Member of the Ghana Parliament for Akropong
- In office January 1997 – January 2005
- Succeeded by: William Ofori Boafo

Personal details
- Born: 26 December 1949
- Died: 10 November 2008 (aged 58) Korle Bu Hospital. Accra, Ghana
- Party: New Patriotic Party
- Profession: Politician

= Agyare Koi Larbi =

Ghanaian politician

Agyare Koi Larbi (born 26 December 1949) was a Ghanaian politician and a member of the 2nd and 3rd parliament of the 4th republic of Ghana.
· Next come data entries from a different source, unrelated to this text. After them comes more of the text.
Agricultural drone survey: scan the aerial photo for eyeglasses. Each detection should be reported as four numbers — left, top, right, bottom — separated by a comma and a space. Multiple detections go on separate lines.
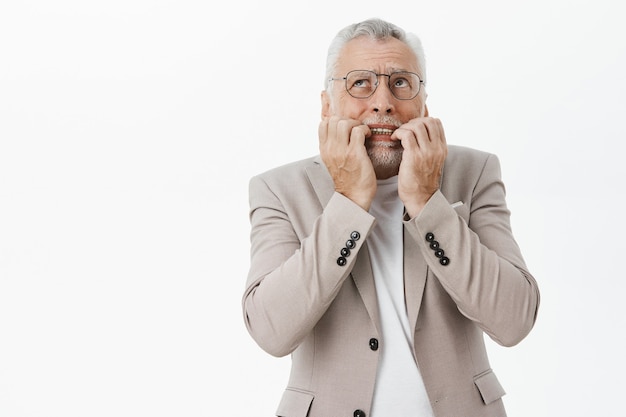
328, 70, 424, 100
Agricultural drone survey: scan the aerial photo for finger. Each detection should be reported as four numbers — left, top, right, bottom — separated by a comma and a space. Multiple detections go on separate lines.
391, 127, 419, 152
350, 124, 372, 147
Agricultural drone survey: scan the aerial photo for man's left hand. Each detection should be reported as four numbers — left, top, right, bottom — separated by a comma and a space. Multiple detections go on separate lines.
391, 117, 448, 218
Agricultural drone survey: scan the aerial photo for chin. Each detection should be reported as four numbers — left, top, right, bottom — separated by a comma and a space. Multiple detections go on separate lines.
367, 146, 402, 179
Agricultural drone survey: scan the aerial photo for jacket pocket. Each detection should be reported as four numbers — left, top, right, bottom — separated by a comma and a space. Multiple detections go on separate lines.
276, 388, 315, 417
474, 369, 506, 404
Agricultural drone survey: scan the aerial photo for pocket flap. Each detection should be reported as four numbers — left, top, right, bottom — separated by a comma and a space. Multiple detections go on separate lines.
474, 370, 506, 404
276, 389, 314, 417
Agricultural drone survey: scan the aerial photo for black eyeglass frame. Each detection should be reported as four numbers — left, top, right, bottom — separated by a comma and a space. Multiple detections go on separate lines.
328, 70, 426, 100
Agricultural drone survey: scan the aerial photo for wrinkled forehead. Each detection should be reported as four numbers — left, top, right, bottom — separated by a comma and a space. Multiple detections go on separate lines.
335, 36, 419, 75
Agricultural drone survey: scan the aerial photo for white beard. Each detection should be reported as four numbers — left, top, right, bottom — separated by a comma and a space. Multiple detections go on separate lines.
365, 141, 403, 177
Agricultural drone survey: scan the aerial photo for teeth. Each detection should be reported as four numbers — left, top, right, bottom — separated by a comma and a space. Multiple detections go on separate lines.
370, 127, 393, 135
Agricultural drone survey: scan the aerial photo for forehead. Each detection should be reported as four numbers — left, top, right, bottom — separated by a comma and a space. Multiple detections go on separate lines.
337, 36, 418, 73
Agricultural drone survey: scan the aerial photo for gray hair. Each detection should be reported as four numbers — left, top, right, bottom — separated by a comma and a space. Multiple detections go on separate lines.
324, 18, 426, 89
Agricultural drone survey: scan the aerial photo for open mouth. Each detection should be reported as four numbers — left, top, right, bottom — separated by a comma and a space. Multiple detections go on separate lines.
370, 127, 395, 136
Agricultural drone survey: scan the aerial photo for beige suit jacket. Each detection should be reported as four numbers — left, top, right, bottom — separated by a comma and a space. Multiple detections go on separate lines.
243, 146, 539, 417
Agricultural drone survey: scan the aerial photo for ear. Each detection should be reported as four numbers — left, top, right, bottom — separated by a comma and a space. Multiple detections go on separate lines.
320, 90, 330, 119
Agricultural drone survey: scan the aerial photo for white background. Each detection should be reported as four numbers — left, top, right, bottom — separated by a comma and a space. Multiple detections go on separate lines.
0, 0, 626, 417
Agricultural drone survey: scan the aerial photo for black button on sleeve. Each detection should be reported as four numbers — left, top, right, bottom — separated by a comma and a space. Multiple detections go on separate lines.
370, 337, 378, 350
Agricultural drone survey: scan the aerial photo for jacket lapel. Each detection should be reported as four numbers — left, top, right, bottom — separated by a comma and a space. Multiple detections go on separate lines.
306, 156, 381, 333
404, 226, 428, 333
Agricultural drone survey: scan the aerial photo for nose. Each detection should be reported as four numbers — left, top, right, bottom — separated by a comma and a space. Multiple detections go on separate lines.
370, 78, 396, 114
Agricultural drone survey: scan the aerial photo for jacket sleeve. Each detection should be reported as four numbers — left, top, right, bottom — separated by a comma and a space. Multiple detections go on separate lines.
242, 177, 375, 356
406, 155, 539, 346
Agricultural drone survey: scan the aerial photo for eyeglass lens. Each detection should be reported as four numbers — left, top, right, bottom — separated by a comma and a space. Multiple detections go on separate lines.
346, 70, 420, 100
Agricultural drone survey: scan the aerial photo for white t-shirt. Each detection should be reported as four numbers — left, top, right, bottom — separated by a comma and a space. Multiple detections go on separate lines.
367, 176, 433, 417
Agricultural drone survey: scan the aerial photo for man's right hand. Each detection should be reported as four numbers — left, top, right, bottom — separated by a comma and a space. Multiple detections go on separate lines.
319, 116, 376, 211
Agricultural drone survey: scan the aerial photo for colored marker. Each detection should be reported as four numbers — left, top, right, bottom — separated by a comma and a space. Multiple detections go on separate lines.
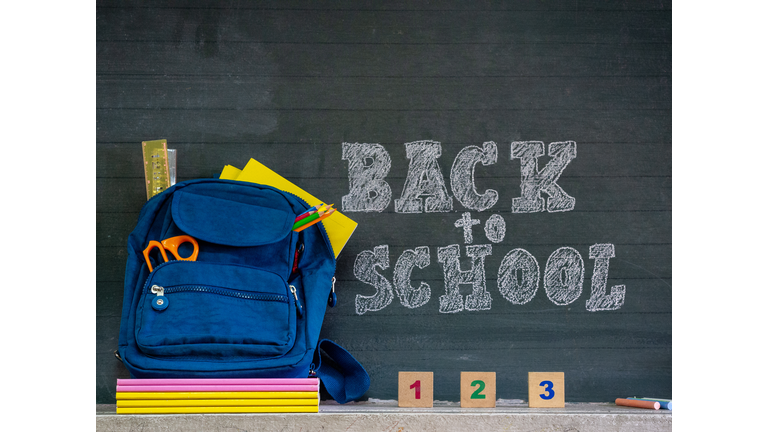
616, 399, 661, 409
293, 203, 325, 223
291, 204, 334, 232
294, 209, 336, 232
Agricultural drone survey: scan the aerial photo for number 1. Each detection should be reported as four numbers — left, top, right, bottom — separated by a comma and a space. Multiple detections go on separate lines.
409, 380, 421, 399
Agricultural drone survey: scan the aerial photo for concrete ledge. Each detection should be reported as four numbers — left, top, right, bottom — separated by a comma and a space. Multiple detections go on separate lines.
96, 401, 672, 432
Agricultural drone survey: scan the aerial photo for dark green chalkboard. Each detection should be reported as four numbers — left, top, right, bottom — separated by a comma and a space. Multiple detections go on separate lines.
96, 0, 672, 403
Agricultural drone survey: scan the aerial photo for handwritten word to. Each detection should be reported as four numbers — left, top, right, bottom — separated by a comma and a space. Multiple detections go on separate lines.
341, 140, 576, 213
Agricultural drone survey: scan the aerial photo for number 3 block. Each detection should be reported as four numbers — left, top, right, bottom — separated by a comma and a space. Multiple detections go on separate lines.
397, 372, 433, 408
528, 372, 565, 408
461, 372, 496, 408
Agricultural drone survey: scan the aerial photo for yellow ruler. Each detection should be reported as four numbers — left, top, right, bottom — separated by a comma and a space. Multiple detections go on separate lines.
141, 140, 171, 200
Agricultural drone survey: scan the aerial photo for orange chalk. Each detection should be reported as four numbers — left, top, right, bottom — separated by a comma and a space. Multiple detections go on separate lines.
616, 399, 661, 409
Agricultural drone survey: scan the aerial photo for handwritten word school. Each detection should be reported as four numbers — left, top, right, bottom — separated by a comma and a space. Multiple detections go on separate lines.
342, 141, 626, 315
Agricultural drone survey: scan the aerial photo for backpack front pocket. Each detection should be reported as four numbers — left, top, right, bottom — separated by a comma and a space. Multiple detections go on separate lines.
136, 261, 298, 359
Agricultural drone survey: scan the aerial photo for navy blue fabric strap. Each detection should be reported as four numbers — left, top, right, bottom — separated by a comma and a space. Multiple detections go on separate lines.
314, 339, 371, 403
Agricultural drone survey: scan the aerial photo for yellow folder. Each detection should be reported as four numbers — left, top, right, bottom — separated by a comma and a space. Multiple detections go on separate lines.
219, 159, 357, 258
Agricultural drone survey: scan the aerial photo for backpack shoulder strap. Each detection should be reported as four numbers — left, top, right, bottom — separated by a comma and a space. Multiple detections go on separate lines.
314, 339, 371, 404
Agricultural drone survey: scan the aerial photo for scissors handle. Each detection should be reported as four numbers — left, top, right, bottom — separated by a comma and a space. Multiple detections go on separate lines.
144, 240, 168, 273
161, 235, 200, 261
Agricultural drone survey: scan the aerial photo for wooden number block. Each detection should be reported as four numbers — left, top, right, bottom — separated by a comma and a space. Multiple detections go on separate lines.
528, 372, 565, 408
461, 372, 496, 408
397, 372, 433, 408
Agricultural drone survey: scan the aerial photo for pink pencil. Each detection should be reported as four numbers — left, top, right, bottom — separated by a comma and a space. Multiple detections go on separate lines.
117, 385, 320, 392
117, 378, 318, 386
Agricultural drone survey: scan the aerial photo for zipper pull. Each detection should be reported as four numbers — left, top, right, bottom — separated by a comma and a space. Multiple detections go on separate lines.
291, 243, 304, 274
288, 285, 304, 318
149, 285, 168, 312
328, 276, 336, 307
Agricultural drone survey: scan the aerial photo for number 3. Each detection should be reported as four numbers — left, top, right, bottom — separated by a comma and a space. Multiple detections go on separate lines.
539, 381, 555, 400
409, 380, 421, 399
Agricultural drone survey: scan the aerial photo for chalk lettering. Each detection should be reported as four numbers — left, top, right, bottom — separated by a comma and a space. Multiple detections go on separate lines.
453, 212, 480, 244
497, 249, 541, 304
511, 141, 576, 213
451, 141, 499, 211
437, 244, 492, 313
353, 245, 394, 315
587, 243, 627, 312
341, 143, 392, 212
395, 141, 453, 213
484, 214, 507, 243
392, 246, 432, 309
544, 246, 584, 306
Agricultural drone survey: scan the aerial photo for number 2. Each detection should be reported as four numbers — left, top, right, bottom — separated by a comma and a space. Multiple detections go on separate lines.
539, 381, 555, 400
409, 380, 421, 399
469, 380, 485, 399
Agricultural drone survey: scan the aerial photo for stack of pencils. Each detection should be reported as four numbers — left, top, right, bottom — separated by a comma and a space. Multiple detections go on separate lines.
293, 204, 336, 232
116, 378, 320, 414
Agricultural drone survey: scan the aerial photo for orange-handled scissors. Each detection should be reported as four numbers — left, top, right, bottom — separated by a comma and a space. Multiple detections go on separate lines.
144, 235, 200, 273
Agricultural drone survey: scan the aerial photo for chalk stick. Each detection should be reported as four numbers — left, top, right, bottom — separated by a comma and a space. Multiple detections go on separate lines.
616, 398, 661, 409
627, 397, 672, 411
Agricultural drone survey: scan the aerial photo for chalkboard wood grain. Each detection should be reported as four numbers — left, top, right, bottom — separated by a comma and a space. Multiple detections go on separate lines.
96, 0, 672, 403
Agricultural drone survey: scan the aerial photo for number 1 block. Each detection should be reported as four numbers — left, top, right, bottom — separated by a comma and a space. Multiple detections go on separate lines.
461, 372, 496, 408
397, 372, 433, 408
528, 372, 565, 408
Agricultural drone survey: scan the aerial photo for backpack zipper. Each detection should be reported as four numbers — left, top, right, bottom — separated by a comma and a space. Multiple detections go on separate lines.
288, 285, 304, 318
151, 285, 288, 307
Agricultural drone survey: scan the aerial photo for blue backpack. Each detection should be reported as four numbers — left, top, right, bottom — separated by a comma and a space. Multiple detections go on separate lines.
118, 179, 370, 403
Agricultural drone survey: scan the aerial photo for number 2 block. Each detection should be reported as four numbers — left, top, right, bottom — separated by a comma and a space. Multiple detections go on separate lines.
397, 372, 433, 408
528, 372, 565, 408
461, 372, 496, 408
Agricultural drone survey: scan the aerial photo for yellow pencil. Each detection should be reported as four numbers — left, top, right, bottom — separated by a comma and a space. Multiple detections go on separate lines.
116, 405, 320, 414
116, 391, 319, 400
117, 398, 320, 408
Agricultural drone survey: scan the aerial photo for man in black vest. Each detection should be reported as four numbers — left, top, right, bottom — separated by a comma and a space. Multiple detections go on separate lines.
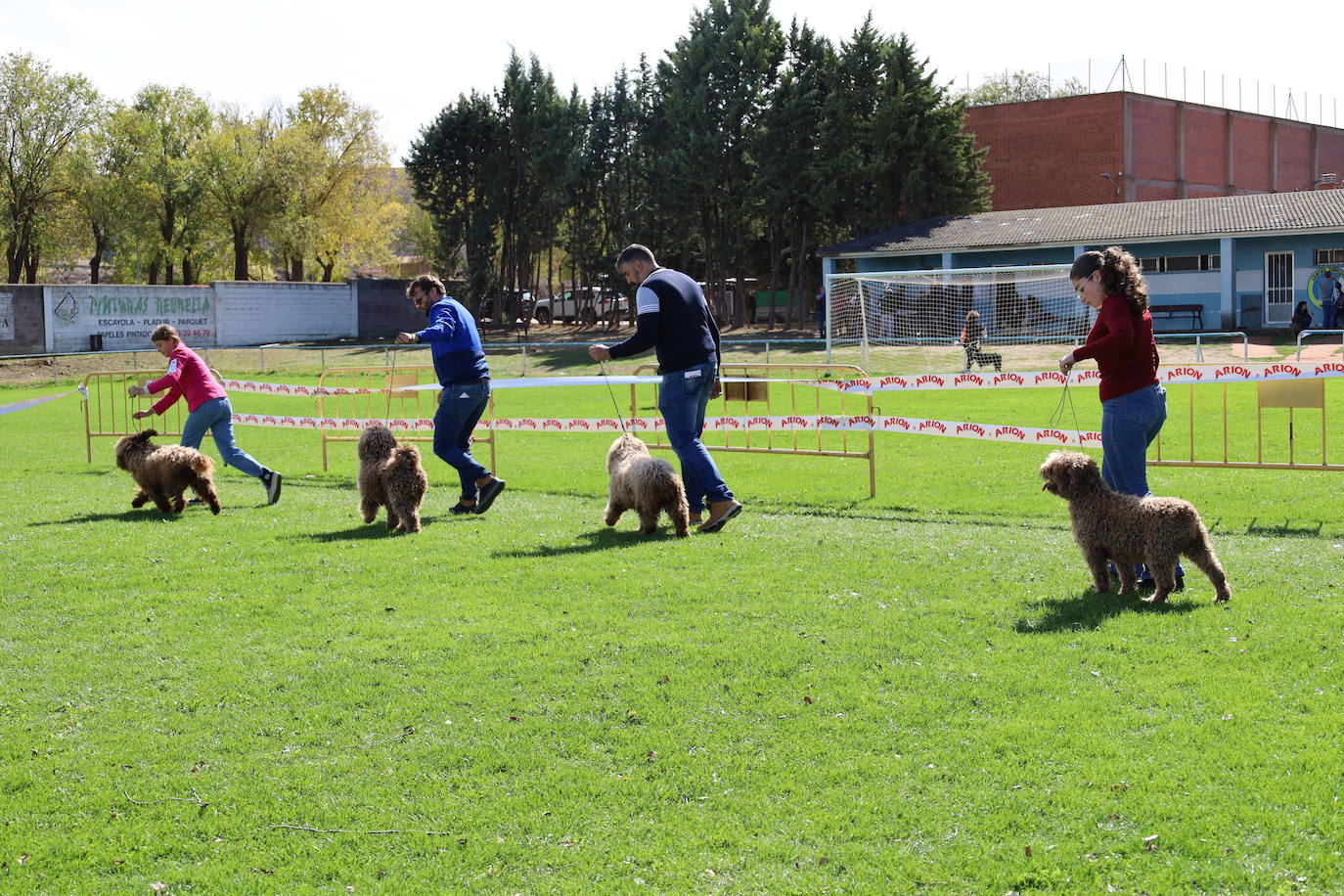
589, 244, 741, 532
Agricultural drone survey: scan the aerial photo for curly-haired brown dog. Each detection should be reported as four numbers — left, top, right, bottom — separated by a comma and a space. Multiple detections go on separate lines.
606, 432, 691, 539
359, 424, 428, 532
117, 429, 219, 514
1040, 451, 1232, 604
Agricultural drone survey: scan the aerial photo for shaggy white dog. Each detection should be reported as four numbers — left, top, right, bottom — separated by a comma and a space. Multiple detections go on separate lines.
606, 432, 691, 539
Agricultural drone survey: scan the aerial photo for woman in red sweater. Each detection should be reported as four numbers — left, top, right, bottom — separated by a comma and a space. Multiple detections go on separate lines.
128, 324, 284, 504
1059, 246, 1184, 584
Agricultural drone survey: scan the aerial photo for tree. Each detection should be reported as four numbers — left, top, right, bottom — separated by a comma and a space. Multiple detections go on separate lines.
754, 21, 836, 325
117, 85, 212, 284
313, 165, 406, 284
658, 0, 784, 324
0, 53, 100, 284
406, 90, 504, 309
201, 108, 281, 280
270, 85, 387, 281
960, 68, 1088, 106
67, 108, 134, 284
820, 15, 989, 238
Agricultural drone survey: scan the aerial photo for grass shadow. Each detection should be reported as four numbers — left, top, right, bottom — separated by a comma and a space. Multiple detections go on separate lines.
1012, 589, 1199, 634
492, 528, 676, 559
289, 519, 394, 543
1241, 517, 1325, 539
28, 507, 188, 526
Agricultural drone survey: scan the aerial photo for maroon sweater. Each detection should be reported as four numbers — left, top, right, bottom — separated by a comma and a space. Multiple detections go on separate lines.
1074, 295, 1157, 402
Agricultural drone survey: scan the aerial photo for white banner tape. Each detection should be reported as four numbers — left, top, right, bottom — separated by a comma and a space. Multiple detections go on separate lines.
234, 414, 1100, 446
224, 361, 1344, 396
0, 385, 89, 415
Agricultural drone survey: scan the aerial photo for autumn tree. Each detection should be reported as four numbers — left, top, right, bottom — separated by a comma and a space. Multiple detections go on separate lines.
0, 53, 100, 284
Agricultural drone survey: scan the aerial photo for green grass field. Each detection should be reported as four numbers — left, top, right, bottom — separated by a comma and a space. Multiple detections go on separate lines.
0, 359, 1344, 893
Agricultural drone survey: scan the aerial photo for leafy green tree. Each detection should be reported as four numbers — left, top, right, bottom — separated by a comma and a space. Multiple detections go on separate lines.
960, 68, 1088, 106
0, 53, 100, 284
820, 15, 989, 238
115, 85, 212, 284
67, 108, 134, 284
658, 0, 784, 324
406, 91, 504, 309
754, 21, 836, 325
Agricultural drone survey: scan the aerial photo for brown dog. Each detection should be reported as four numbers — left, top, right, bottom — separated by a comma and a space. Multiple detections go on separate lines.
359, 424, 428, 532
117, 429, 219, 514
606, 432, 691, 539
1040, 451, 1232, 604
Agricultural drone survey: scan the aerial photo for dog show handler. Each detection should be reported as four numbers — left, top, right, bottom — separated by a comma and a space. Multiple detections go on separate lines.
396, 274, 504, 514
589, 244, 741, 532
126, 324, 284, 505
1059, 246, 1186, 590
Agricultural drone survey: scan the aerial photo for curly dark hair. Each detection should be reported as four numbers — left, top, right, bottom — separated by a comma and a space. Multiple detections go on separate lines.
1068, 246, 1147, 314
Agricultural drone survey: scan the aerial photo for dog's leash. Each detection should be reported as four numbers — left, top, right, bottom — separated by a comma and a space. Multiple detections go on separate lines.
598, 361, 626, 432
1047, 371, 1082, 445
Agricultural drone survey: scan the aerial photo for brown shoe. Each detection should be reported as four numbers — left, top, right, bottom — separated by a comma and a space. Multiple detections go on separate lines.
696, 498, 741, 532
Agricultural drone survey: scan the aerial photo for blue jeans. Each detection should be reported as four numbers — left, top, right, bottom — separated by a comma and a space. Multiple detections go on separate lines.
434, 381, 491, 501
181, 396, 265, 479
1100, 384, 1167, 497
1100, 384, 1186, 580
658, 361, 733, 515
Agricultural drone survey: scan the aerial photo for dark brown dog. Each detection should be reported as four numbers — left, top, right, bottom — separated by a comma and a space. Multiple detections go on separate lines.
359, 424, 428, 532
117, 429, 219, 514
1040, 451, 1232, 604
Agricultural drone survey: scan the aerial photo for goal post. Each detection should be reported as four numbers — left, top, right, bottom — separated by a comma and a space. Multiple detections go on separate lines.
826, 265, 1096, 366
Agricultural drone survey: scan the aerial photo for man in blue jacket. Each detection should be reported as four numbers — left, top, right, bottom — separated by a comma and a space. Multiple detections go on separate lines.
589, 244, 741, 532
396, 274, 504, 514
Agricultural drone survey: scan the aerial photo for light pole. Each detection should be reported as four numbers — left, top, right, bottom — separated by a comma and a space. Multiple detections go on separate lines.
1100, 170, 1125, 197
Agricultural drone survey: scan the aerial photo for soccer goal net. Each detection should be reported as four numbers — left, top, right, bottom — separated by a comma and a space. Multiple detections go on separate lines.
827, 265, 1094, 365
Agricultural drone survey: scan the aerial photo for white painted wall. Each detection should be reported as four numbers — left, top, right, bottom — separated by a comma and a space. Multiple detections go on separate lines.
213, 281, 359, 345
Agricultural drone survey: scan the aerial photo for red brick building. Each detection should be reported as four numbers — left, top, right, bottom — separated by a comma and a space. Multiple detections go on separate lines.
965, 91, 1344, 211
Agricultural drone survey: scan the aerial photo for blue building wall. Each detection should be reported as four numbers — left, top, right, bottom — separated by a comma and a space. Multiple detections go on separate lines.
855, 233, 1344, 332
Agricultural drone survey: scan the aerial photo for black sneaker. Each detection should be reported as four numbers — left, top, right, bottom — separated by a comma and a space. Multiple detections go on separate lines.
471, 479, 504, 514
261, 470, 285, 507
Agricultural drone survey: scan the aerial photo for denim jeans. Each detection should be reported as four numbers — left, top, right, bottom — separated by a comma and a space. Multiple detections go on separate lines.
434, 381, 491, 501
181, 396, 265, 479
658, 361, 733, 515
1100, 384, 1186, 582
1100, 382, 1167, 497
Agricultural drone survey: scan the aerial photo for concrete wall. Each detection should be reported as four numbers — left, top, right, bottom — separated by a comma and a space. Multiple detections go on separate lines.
352, 280, 425, 339
211, 281, 359, 345
0, 284, 47, 355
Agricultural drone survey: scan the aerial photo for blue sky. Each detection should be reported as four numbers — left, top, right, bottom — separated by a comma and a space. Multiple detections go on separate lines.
0, 0, 1344, 158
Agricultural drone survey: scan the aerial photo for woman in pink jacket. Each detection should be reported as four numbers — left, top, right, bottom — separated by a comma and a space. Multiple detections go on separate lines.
128, 324, 284, 504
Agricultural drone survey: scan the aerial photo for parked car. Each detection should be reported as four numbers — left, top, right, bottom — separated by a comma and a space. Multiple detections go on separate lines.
478, 289, 532, 328
532, 287, 630, 327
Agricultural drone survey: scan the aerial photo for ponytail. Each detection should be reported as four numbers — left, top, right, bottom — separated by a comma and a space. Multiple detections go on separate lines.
1068, 246, 1147, 316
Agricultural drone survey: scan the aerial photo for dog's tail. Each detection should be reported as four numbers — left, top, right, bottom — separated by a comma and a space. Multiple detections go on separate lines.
190, 451, 218, 480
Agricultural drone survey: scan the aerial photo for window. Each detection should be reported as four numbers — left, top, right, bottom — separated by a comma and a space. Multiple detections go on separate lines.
1139, 254, 1223, 274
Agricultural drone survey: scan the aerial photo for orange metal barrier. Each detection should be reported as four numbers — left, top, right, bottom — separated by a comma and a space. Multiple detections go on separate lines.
630, 364, 877, 497
1147, 379, 1344, 470
317, 364, 496, 470
83, 368, 223, 464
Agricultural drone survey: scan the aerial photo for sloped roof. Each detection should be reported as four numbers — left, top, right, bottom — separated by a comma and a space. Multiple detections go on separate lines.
822, 190, 1344, 256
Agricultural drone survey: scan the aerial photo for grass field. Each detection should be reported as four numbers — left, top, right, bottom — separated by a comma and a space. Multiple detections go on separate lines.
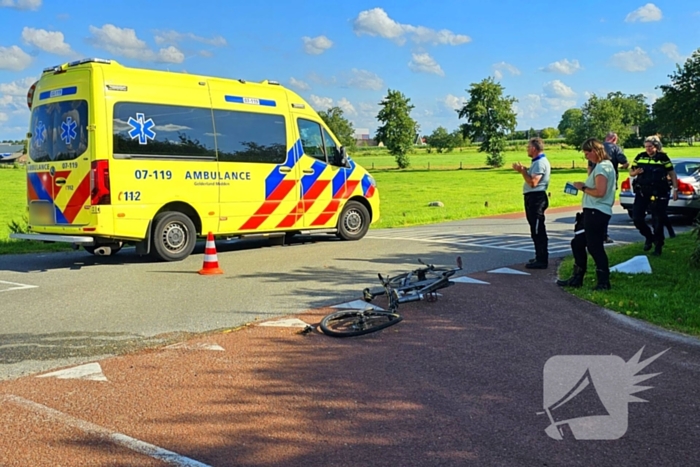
0, 147, 700, 336
560, 234, 700, 336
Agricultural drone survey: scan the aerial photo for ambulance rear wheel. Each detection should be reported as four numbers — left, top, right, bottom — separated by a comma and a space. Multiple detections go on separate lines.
337, 201, 370, 240
151, 212, 197, 261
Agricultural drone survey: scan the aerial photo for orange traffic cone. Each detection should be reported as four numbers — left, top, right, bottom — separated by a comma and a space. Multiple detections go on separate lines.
199, 232, 224, 275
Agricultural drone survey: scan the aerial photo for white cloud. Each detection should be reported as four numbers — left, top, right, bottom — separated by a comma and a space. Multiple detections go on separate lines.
408, 53, 445, 76
309, 94, 333, 111
513, 94, 576, 127
610, 47, 654, 72
289, 76, 311, 91
153, 29, 227, 47
542, 59, 583, 75
90, 24, 185, 63
22, 27, 75, 55
625, 3, 663, 23
347, 68, 384, 91
336, 97, 357, 117
0, 45, 32, 71
440, 94, 466, 110
301, 36, 333, 55
0, 76, 36, 98
156, 45, 185, 63
544, 97, 576, 112
492, 62, 520, 81
0, 0, 41, 10
353, 8, 471, 45
513, 94, 547, 120
543, 79, 576, 97
661, 42, 685, 63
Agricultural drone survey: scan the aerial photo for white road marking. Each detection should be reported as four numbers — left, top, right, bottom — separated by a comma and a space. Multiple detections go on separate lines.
488, 268, 530, 276
450, 276, 491, 285
0, 394, 210, 467
258, 318, 308, 328
331, 300, 384, 311
367, 232, 571, 254
0, 281, 39, 292
165, 342, 226, 351
37, 362, 107, 381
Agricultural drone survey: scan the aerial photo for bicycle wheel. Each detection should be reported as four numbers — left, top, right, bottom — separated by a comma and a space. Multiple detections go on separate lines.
321, 310, 403, 337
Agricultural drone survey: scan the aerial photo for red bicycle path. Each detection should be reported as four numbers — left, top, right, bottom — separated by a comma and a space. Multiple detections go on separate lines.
0, 261, 700, 466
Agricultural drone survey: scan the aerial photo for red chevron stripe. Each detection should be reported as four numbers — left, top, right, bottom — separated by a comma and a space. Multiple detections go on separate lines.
241, 180, 297, 230
63, 173, 90, 224
277, 207, 304, 228
53, 170, 71, 201
277, 180, 331, 228
311, 199, 340, 226
333, 180, 360, 199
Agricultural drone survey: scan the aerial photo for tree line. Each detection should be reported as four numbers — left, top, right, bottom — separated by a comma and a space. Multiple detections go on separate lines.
319, 45, 700, 168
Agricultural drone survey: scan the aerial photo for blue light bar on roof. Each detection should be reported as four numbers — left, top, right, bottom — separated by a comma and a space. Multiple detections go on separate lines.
224, 95, 277, 107
39, 86, 78, 100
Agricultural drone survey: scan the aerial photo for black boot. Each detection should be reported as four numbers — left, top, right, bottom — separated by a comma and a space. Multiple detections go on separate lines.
593, 269, 610, 290
557, 264, 586, 287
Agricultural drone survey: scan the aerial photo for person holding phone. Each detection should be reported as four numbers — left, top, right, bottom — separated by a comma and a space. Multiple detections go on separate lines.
557, 138, 617, 290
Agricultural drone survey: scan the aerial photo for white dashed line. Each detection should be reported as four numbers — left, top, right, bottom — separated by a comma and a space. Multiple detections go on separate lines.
0, 394, 210, 467
0, 281, 39, 292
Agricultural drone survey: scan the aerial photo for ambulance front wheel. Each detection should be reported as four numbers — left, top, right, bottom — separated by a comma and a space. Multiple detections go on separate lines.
151, 212, 197, 261
337, 201, 370, 240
He was a former member of Parliament for the then-Akropong constituency now known as the Akuapem North Constituency of the eastern region of Ghana. Larbi was also a former member of the parliamentary committee on education. He died in Accra on 10 November 2008.

== Political career ==
Larbi was one of the founders of the New Patriotic Party. He served two terms in Parliament as a representative of the then-Akropong Constituency which is now the Akuapem North constituency on the ticket of the New Patriotic Party from 1997 to 2004. His term in Parliament began when he contested in the 1996 general elections and won with a total of 14,590 of the total votes cast that year.

He contested again in the 2000 Ghanaian general elections and maintained his seat as a member of parliament for Akropong constituency of the third parliament of the fourth republic of Ghana with a total number of 8,659 votes representing 31.1% of the total votes cast over his opponents Anthony Gyampo of the National Democratic Congress who also polled 8,625 votes representing 31.0%, Albert Gyang Boohene who polled 5,113 votes representing 18.4% of the total votes cast, Nana Esi Howe Botsio polling 4,394 total votes cast which represent 15.8%, Sakyi Boafo Akuffo Convention People's Party who polled 914 votes representing 03.3% of the total votes cast and Kofi Koranteng People's National Convention also polling 136 votes representing 00.5% of the total votes cast. He did not contest in other elections after his term in office ended.

== Personal life ==
Larbi was a Christian and was married with three children.

== Death ==
He died at the Korle-Bu Teaching Hospital in 2008 after a sudden illness.